Economy
Three’s a Crowd?
US-Turkey Trade Relations
Given Turkey’s geopolitical significance in the region and the economic power of the US, the relationship between the two countries is mutually beneficial. Both nations agreed in 2009 that they wanted to move past the traditional Cold War-era strategic relationship to a more economically and politically integrated partnership.

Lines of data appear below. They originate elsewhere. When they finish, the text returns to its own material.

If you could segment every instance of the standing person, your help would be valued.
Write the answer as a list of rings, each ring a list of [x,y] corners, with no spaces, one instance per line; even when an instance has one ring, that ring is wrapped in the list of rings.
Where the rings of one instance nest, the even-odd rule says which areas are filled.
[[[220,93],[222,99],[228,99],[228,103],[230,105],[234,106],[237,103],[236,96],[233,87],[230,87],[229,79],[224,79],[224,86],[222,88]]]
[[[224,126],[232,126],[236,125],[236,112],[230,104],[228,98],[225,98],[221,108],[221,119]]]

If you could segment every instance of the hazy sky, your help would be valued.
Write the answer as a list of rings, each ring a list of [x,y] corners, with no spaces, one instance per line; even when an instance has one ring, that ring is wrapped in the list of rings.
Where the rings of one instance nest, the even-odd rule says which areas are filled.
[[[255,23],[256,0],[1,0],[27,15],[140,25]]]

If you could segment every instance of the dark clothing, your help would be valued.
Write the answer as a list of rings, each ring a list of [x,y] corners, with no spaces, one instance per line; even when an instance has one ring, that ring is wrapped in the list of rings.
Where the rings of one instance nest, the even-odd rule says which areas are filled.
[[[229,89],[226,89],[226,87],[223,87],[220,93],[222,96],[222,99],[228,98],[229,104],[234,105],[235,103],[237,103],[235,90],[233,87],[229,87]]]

According to the most recent data from the Office of the US Trade Representative, Turkey was the US’ 32nd largest trading partner in 2011. And more recent data shows that trade continues to increase between the two countries, where Turkey imported $14.13 billion in 2012 and exported $5.6 billion, leaving it with a deficit of $8.53 billion. These figures improved in 2013 with imports falling 14.6% to $12.06 billion and exports rising by 19.1% to $6.67 billion. While total trade between the two nations fell by a slender 5%, the trade deficit for Turkey also fell by 36.7% to $5.4 billion. These strong figures come at a propitious time for Turkey as the US and the EU are currently contemplating the Transatlantic Trade and Investment Partnership (TTIP), which would create a trade agreement between the EU and the US, Canada, and Mexico and, effectively, a free trade area covering the two continents. While Turkey is not a member of the EU, the country’s close ties with its neighbors to the west would bring added value to the already lucrative deal. Turkey is very much an advocate of the deal, and Prime Minister Recep Tayyip Erdoğan wrote a personal letter to President Obama in support of Turkey’s inclusion in it. Turkey’s Minister of Foreign Affairs, Ahmet Davutoğlu, also brought up Turkey’s role in the agreement when Secretary of State John Kerry paid a state visit to the country in March 2013.

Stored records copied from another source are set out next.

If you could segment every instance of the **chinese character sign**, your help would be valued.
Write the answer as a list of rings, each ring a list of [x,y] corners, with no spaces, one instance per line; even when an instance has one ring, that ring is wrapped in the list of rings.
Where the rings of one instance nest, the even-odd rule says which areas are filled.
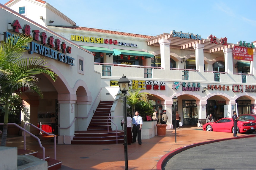
[[[234,46],[233,48],[234,59],[248,61],[253,61],[253,49]]]

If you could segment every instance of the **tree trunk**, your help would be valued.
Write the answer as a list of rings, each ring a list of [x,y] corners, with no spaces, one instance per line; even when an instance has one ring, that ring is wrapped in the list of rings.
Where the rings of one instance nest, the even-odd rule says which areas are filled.
[[[2,140],[1,141],[1,146],[5,146],[6,145],[6,140],[7,137],[7,127],[8,126],[8,124],[7,123],[4,124],[3,134],[2,135]]]
[[[9,116],[9,97],[6,98],[5,108],[4,109],[4,128],[3,129],[3,135],[2,135],[2,140],[1,141],[1,146],[6,145],[6,140],[7,138],[7,128],[8,126],[8,120]]]

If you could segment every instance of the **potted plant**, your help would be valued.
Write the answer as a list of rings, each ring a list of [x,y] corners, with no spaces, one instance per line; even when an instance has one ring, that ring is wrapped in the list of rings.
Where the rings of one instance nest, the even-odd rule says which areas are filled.
[[[20,96],[15,93],[12,96],[12,102],[9,105],[8,123],[14,123],[20,125],[20,113],[23,107],[22,100]],[[4,122],[4,108],[5,106],[5,101],[3,98],[0,98],[0,122]],[[20,128],[15,125],[8,126],[7,131],[9,135],[19,135]]]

Turkey’s advocacy for its inclusion in the deal is clear to see and quite appropriate. Ankara’s exclusion could have damaging consequences for national trade. One aspect of the EU and Turkey’s trade agreement, which had anticipated Turkey already being in the transitional agreement and on its way to full membership, is that whenever the EU signs an agreement with a third party, Turkey has to petition for its inclusion in it. In the past, this hasn’t been a problem for Turkey as the EU mainly signed agreements with smaller nations and Turkey was able to sign parallel agreements with little resistance. However, in recent times the EU has been negotiating agreements with larger economies, such as the US, Mexico, India, Canada, and Japan, for example. Turkey is now finding it harder to sign parallel agreements, as evidenced by its inability to start negotiations with Algeria, Mexico, and South Africa. Because of Turkey’s economic ties with the EU, failure to negotiate an agreement means that imports can enter the market duty free, while Turkey is unable to protect its sensitive industries with import quotas; what’s more, it must still pay any duties in place when exporting its own goods.
If the TTIP agreement were to come into play with the exclusion of Turkey, it would almost certainly increase the trade deficit with the US, as Turkey would be unable to protect itself from US imports, or avoid duties when exporting to the US. It could potentially even lead to a geopolitical shift from the West to the East as Turkey turned to markets with lower duties.
However, should Turkey be included in the TTIP, it is likely to solidify its relations with the EU and the US, as well as create jobs for Turkey’s burgeoning young population. The agreement would surely also lead to economic growth for Turkey, while allowing US and EU companies easier access to the Middle Eastern market.